Avant que la théologie chrétienne utilise les instruments intellectuels forgés par les penseurs grecs, elle a utilisé les cadres de la pensée juive de l’époque, c’est-à-dire pratiquement de l’apocalyptique. Par truchement de la liturgie notamment, certains symboles et certains schémas de pensée de ces tout premiers « théologiens » se sont définitivement incorporés à la tradition chrétienne, comme la descente aux enfers ou l’Ascension. En particulier, prend alors naissance toute une symbolique de la croix : l’instrument de supplice du Christ, devenu le signe de sa victoire. Nous entrons là en pleine «théologie de l’histoire », et c’est là un des principaux caractères de cette théologie archaïque relevé par le père Daniélou. Il en soulignait aussi l’aspect plus populaire et catéchétique que spéculatif, comme le seront davantage les textes et les auteurs étudiés dans le deuxième volume de cette trilogie.
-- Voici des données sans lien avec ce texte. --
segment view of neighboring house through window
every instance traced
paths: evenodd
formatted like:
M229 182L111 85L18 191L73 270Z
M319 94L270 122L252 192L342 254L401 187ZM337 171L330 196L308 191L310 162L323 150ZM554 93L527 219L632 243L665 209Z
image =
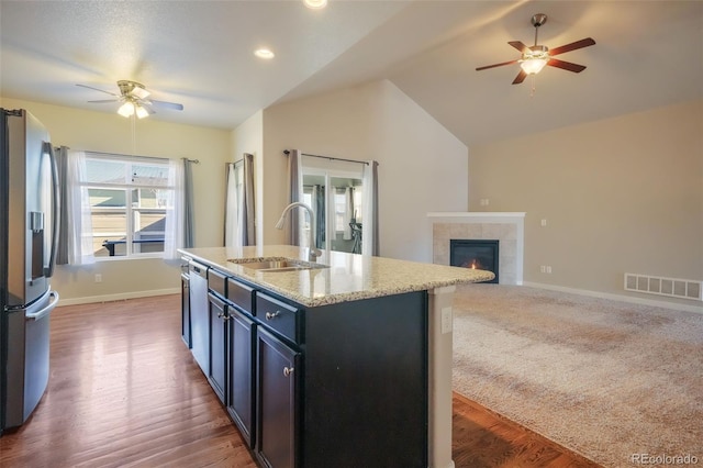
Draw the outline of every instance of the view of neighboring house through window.
M175 191L168 159L87 153L81 185L88 189L96 258L164 252Z

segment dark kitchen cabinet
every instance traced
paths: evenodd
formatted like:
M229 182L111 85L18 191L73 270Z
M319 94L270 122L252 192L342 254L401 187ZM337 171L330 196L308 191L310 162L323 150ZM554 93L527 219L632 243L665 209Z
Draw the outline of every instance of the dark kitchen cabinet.
M227 378L226 345L228 335L228 315L225 303L213 293L210 301L210 369L208 380L221 402L225 403Z
M294 468L298 447L300 353L264 327L257 334L256 455L267 467Z
M180 274L180 336L186 346L190 348L190 275L188 264Z
M205 375L261 466L427 467L426 291L306 308L208 278Z
M230 375L227 411L239 427L239 432L254 448L255 426L255 334L256 323L234 307L227 307L230 314Z

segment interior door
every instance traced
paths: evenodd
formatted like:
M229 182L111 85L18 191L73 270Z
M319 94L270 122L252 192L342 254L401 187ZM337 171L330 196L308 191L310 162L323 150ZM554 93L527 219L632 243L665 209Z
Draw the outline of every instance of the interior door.
M303 202L315 215L316 247L361 254L364 165L303 158L302 181Z

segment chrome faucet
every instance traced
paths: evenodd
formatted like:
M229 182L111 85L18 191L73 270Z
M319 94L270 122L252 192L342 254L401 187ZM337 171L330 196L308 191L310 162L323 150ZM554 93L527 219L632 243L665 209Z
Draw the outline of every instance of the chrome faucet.
M283 222L286 221L286 215L291 209L295 207L304 208L305 211L308 211L308 215L310 216L310 241L309 241L310 252L308 254L308 259L310 261L315 261L317 257L322 255L322 252L315 246L315 213L313 213L312 208L310 208L309 205L306 205L301 201L292 202L291 204L286 207L286 209L281 213L281 219L278 220L278 223L276 223L276 229L277 230L283 229Z

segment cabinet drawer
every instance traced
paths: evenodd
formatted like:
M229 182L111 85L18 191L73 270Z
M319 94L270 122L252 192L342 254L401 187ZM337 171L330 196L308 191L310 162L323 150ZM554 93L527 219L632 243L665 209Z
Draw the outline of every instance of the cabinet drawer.
M232 278L227 278L227 300L247 313L252 313L254 289Z
M288 339L301 342L302 319L300 311L294 307L257 292L256 317Z
M223 274L210 268L210 270L208 270L208 289L216 292L224 298L226 279L227 277L225 277Z

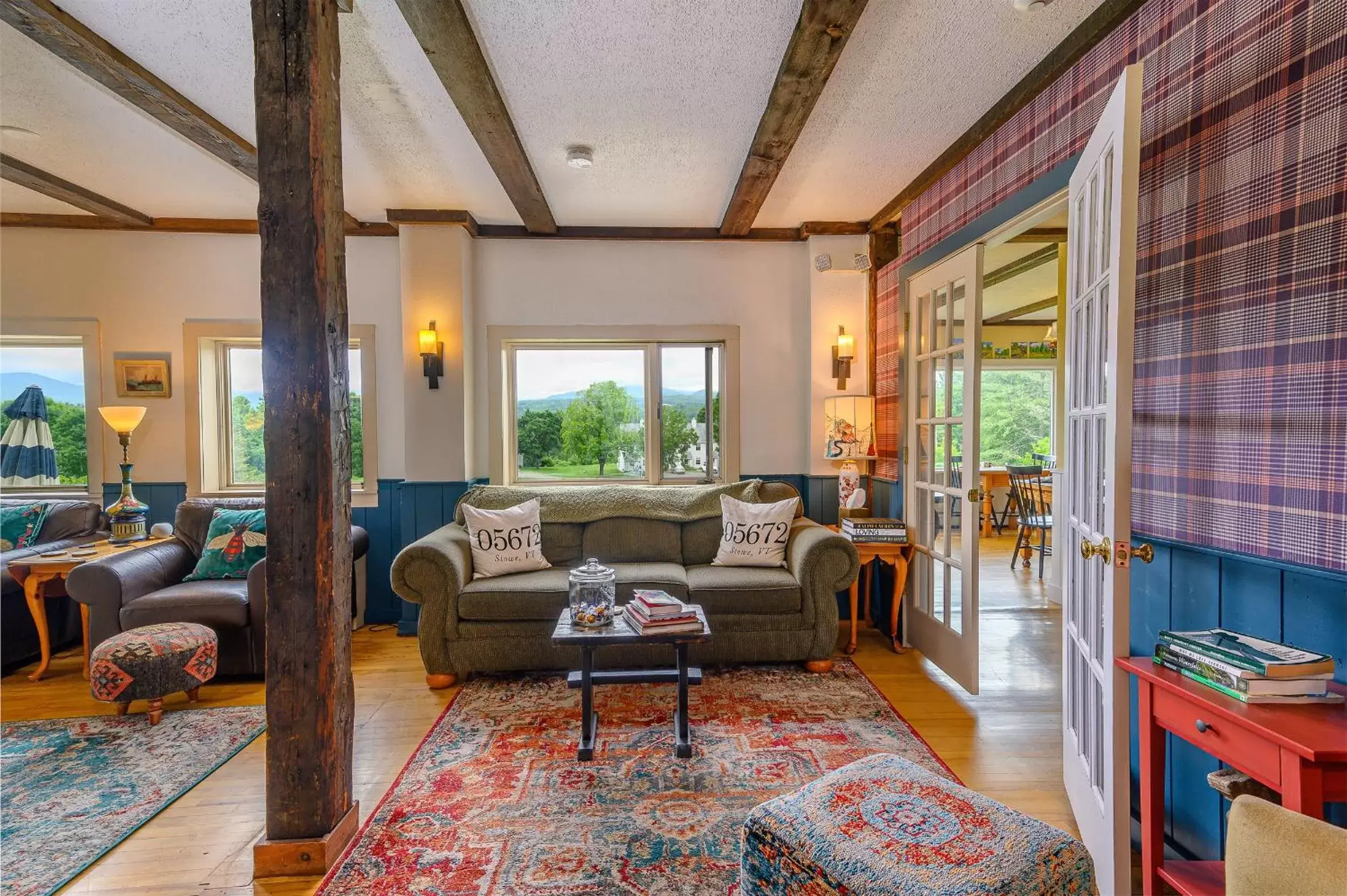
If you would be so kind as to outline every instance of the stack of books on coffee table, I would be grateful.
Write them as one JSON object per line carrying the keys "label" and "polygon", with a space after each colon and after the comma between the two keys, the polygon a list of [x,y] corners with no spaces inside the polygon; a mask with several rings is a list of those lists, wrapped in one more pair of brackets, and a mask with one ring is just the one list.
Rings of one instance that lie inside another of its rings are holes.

Message évangélique et culture hellénistique, publié en 1961, montre l’«inculturation» du christianisme dans la pensée grecque. On y voit ce que les premiers Pères grecs, tels Justin, Irénée, Clément et Origène, ont retenu ou rejeté de la culture grecque. Aux philosophes grecs, les Pères ont emprunté les règnes du raisonnement qui conduiront progressivement à l’élaboration d’une théologie spéculative. En confrontant la typologie chrétienne avec l’allégorie hellénistique, le père Daniélou montre que la première est toujours en relation étroite avec l’histoire du Salut : les évènements et les personnages de l’Ancien Testament sont, pour la tradition patristique, des « types » d’évènements et de personnages du Nouveau. Ces figures bibliques peuvent ensuite s’appliquer analogiquement à l’histoire de l’Église et à celle de chaque chrétien. Le cardinal Daniélou aimait à répéter que nous vivions toujours dans l’Histoire sainte, et que les sacrements, en particulier, continuaient pour nous les magnalia Dei, les merveilles que Dieu avait faites pour son peuple sous l’Ancienne loi. Avec Les origines du christianisme latin s’achevait l’histoire du christianisme des origines. Le christianisme est susceptible d’emprunter des véhicules culturels différents pour exprimer la foi révélée, mais toujours en les rectifiant pour leur faire vraiment dire ce que le christianisme apporte de radicalement nouveau.
Un infatigable apôtre
Outre ces trois gros volumes sur l’histoire des doctrines chrétiennes le cardinal Daniélou a consacré des monographies à saint Grégoire de Nysse (sa thèse de doctorat, 1943), Origène (1948), Philon d’Alexandrie (1958), des études sur les commentaires scripturaires des Pères de l’Église et sur les symboles chrétiens primitifs, dont Bible et liturgie qui montrait comment la vie chrétienne tout entière est centrée autour du culte. Le cardinal Daniélou a été aussi un infatigable apôtre. D’où une deuxième série de livres nés de son enseignement aux Sèvriennes et aux étudiants de Sorbonne et d’ailleurs comme : Dieu et nous, Approches du Christ, Mythes païens et mystère chrétienou au Cercle Saint-Jean-Baptiste comme Le mystère du salut des nations, Les Anges et leur missionet la série des commentaires bibliques d’Au commencement à L’Église des Apôtres. Enfin, parce qu’il était persuadé que la religion de l’homme était la grande idolâtrie de ce temps, il a employé toutes ses forces à lutter contre les « abandons du dedans » dont il pensait qu’en ces dernières années ils constituaient un danger pour l’avenir de la foi plus grand que les «attaques du dehors».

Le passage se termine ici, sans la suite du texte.